Игорь положил ладонь на худенькое плечо дочери, а потом приподнял её лицо за подбородок, стиснул челюсти, глядя в огромные глаза, полные упрека и боли, почувствовал, как внутри опять поднимается волна протеста…того самого, которую он читал и во взгляде Лили. Только нет здесь больше места для гордости.

– У нас нет другого выхода, дочка. Ни единого, понимаешь? Мы бы не дожили до конца зимы в этом доме. Мы все. Мне пришлось…

Лиля кивнула и опустила взгляд, сжала руку отца.

– Понимаю. – а потом вдруг вскинула голову, – такой позор, папа. Позор! Лучше бы мы умерли тут с голоду. Лучше бы сцепились с ним, чем вот так! Он даже не прислал за мной машину, охрану, ничего! Он купил меня как лошадь или ковер. С доставкой на дом! Как вещь! Папаааа. Как вещь! И все будут знать, что мы продались. Мы – Романовские. Мы же из семьи аристократов. Мы до революции бывали приглашены к царскому двору. Наша бабка потомственная графиня.

Она уже не сдерживала слез, катившихся градом по бледным щекам. Отец сильно прижал ее к себе, зарываясь пальцами в густые волосы и глядя затуманенным взглядом словно в никуда, тихо сказал:

– Нужно быть сильными, Лиля, и умными. Да, гордость не последнее качество, но и гордость нужно дозировать с умом. Мы отплатим Лебединскому. Позже. Намного позже. Для начала нам нужно окрепнуть и стать на ноги, а потом он пожалеет о каждой минуте нашего унижения.

– И что мы сделаем, если я стану его женой? Что мы сделаем, папа, если я рожу ему детей?

– Не знаю…но некоторые решения приходят с течением времени. Складываются сами, как узоры на коре деревьев. Я хочу, чтобы ты жила, Лиля. Ты единственное, что у меня осталось. Ты и наш дом. Если мы откажем Олегу, то через время это место превратится в ад.

Потом вдруг решительно поднял ее с кресла и заставил посмотреть на себя, вытирая слезы пальцами с ее щек. Маленькая Лиля, такая нежная и красивая, такая благородная и добрая. Свет в царстве этого вечного мрака смерти и предательства.

– Ты не ел сегодня опять? Оставил мне? Все так плохо, что мы даже не можем купить еды в супермаркете, папа?

– Нет. Я хотел знать твое окончательное решение либо мне пришлось бы вернуть Олегу его подарки.

Девушка провела ладонью по щеке отца, а он перехватил ее руку и прижал к себе сильнее.

– Ты собралась в дорогу?

Она кивнула и рывком обняла отца за шею, пряча лицо у него на груди.

– Прости меня, папа. Я не имею права быть такой эгоисткой. Прости меня, пожалуйста.

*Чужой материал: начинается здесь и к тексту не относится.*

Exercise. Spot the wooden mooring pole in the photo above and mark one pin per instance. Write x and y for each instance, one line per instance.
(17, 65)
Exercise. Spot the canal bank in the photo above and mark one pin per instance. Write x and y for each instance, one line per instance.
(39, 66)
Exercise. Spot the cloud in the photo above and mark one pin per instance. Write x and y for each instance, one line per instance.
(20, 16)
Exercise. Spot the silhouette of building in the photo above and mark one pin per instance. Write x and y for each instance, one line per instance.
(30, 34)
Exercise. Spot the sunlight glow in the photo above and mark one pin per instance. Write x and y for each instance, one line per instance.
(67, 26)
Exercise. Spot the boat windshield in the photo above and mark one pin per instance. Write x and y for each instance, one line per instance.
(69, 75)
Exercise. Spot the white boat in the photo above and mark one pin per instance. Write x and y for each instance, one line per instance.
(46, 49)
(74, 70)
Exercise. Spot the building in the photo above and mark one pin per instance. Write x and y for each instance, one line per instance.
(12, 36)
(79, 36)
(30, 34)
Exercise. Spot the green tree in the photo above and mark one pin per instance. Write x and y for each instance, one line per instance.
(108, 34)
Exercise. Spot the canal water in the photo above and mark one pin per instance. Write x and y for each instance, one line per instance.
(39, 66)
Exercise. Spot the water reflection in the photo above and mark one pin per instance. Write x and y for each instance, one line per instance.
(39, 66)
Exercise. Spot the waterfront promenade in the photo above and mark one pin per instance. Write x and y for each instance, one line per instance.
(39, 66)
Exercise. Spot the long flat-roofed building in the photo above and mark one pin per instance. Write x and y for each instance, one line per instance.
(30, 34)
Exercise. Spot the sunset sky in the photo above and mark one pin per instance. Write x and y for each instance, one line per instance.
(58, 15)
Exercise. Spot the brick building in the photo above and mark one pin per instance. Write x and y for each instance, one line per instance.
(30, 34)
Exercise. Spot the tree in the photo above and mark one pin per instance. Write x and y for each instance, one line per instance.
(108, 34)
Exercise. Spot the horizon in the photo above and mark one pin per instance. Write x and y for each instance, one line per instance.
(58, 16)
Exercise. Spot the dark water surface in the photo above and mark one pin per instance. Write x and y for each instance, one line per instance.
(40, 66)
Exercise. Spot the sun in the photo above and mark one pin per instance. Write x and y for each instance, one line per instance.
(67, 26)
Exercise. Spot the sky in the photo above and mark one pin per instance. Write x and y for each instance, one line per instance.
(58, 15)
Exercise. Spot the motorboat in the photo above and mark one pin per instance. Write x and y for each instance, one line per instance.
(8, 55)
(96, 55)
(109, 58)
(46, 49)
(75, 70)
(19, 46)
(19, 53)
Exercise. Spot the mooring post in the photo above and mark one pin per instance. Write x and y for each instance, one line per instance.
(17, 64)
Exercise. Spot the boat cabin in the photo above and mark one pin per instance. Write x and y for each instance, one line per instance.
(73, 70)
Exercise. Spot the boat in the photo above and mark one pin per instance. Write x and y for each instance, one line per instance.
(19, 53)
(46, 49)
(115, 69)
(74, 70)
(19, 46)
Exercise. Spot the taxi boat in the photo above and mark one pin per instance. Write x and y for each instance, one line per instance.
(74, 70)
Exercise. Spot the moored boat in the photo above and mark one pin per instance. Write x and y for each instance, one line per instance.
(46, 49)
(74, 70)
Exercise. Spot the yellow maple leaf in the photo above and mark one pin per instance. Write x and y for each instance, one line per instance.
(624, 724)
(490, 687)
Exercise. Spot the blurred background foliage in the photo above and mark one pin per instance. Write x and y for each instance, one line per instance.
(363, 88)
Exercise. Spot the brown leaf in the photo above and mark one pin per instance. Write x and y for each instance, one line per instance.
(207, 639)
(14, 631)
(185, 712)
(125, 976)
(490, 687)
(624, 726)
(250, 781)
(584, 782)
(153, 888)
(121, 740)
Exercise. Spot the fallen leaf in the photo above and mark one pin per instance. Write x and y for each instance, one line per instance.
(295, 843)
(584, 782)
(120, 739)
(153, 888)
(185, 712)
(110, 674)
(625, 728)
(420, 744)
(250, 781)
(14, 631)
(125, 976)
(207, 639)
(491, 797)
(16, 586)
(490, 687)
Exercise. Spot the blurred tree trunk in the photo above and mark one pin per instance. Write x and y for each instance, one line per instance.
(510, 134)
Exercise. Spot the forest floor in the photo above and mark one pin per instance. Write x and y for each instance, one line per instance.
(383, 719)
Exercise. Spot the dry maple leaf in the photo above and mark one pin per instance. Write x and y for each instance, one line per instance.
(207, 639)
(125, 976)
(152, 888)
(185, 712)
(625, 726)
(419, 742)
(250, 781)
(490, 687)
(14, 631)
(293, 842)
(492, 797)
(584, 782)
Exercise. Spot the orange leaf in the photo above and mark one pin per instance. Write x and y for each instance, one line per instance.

– Ты не эгоистка…просто эмоциональная, как и твоя покойная мать. Ты слишком гордая и чистая, чтобы принять грязь этого мира. Тебя будут сопровождать. До самых границ с Румынией. Иди, Лиля, иди, не рви мне душу. Пришлешь мне смс когда тебя встретят.

– Хорошо, обязательно, если будет связь. Береги себя, папа. Береги ради меня. И поешь, пожалуйста. Я приняла решение, и я не подведу тебя. Я обещаю. Ты никогда не будешь меня стыдиться.

Такие обещания можно давать только до определенного возраста. Когда еще не знаешь ни себя до конца, ни мира, который тебя окружает, ни людей, которые иногда вынуждают на самые низкие поступки, как и обстоятельства, под гнетом которых продаешь собственную дочь и проклинаешь себя за это.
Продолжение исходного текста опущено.